Because a SQL injection attack by definition is when a third party can control safety-critical parts of your SQL query at runtime.

The very fact that the whole prepared SQL query is known at compile-time, with runtime data only entering through the placeholders, conclusively rules this out. If the SQL query is constructed at runtime based on runtime data, `execi` is unable to check whether an SQL injection vulnerability is present.

> We do array bounds checking at runtime.

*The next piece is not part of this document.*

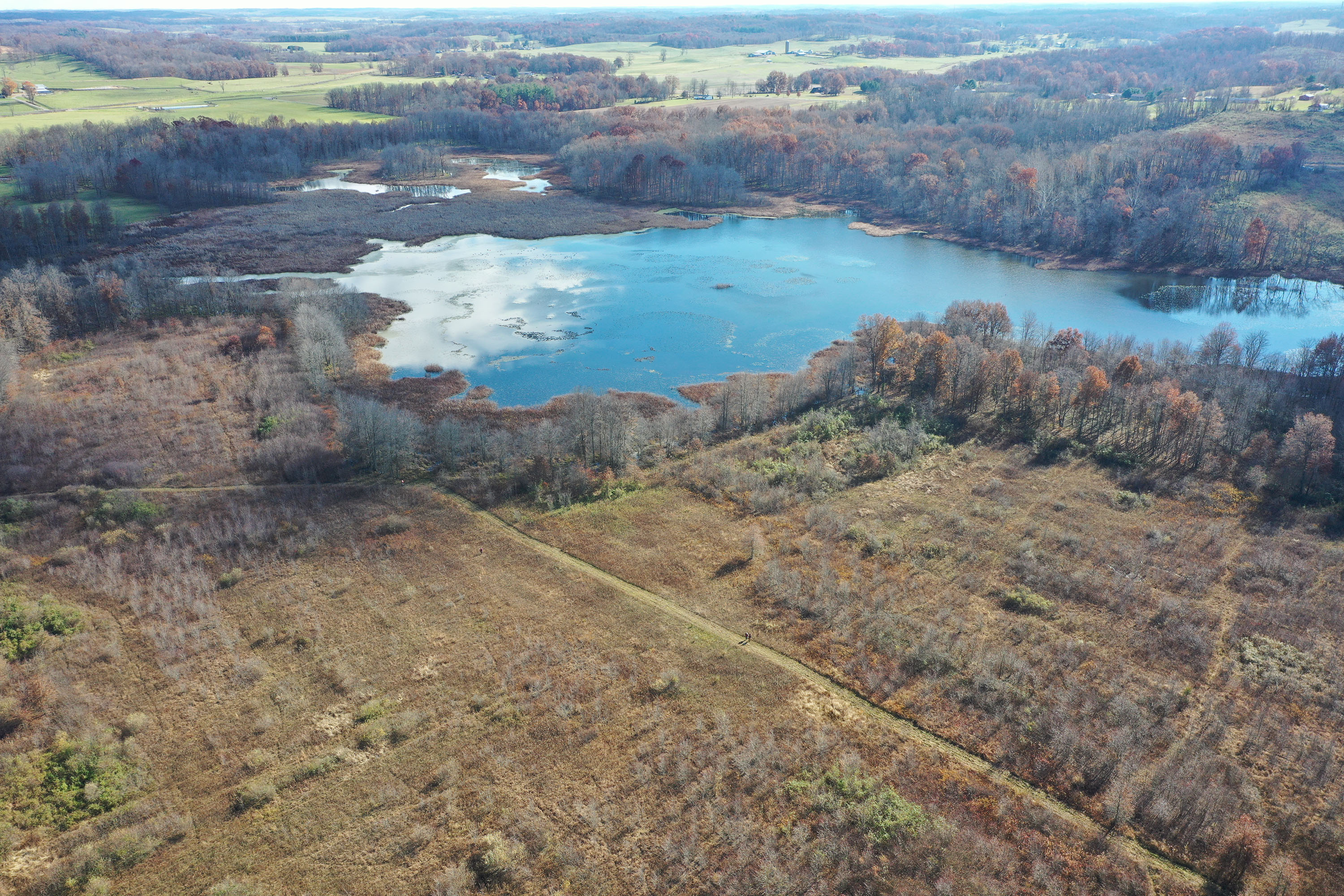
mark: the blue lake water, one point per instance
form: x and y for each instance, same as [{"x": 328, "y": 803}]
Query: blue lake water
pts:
[{"x": 640, "y": 311}]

You can check array bounds at runtime. You cannot check where a runtime-known string came from at runtime. It's simply not possible.
January 12, 2024
On 1/12/24 06:33, Walter Bright wrote:
> On 1/11/2024 11:45 AM, Timon Gehr wrote:
>> My point was with DIP1036e it either works or does not compile, not that you called the wrong function.
> 
> What's missing is why is a runtime check not good enough?

There is no runtime check, it just does the wrong thing.

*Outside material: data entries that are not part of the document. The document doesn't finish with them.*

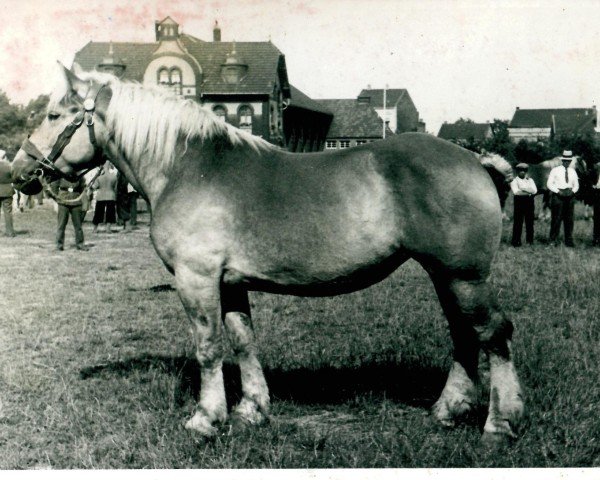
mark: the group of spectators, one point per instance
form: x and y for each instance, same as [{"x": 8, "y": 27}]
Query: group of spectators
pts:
[
  {"x": 562, "y": 184},
  {"x": 115, "y": 202}
]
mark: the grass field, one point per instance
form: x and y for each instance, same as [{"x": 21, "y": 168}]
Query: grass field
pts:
[{"x": 97, "y": 368}]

> The D compiler emits more than one safety check at runtime. For example, array bounds checking, and switch statement default checks.

Sure.
January 12, 2024
On 1/12/24 07:06, Walter Bright wrote:
> 
> The compile-time vs runtime issue is the only thing left standing where the advantage goes to DIP1036.

This is not true, DIP1027 also suffers from other drawbacks. For example:

- DIP1027 has already been rejected.
- Format string has to be passed as a runtime argument.
- Format string has to be parsed. (Whether at runtime or compile time.)
- Format string is not transparent to the library user, they have to manually escape '%'.
- No simple way to detect the end of the part of the argument list that is part of the istring.
- Cannot support nested istrings. (I guess the `enum Format: string;` would mitigate this to some extent.)

DIP1027 has the following advantages:
- No interspersed runtime arguments not carrying any runtime data, this is a bit easier to consume.
- Fewer template instantiations.


In any case, I think the compile-time vs runtime issue is the most significant. I do not want a solution that does not integrate well with metaprogramming, it's just not worth it.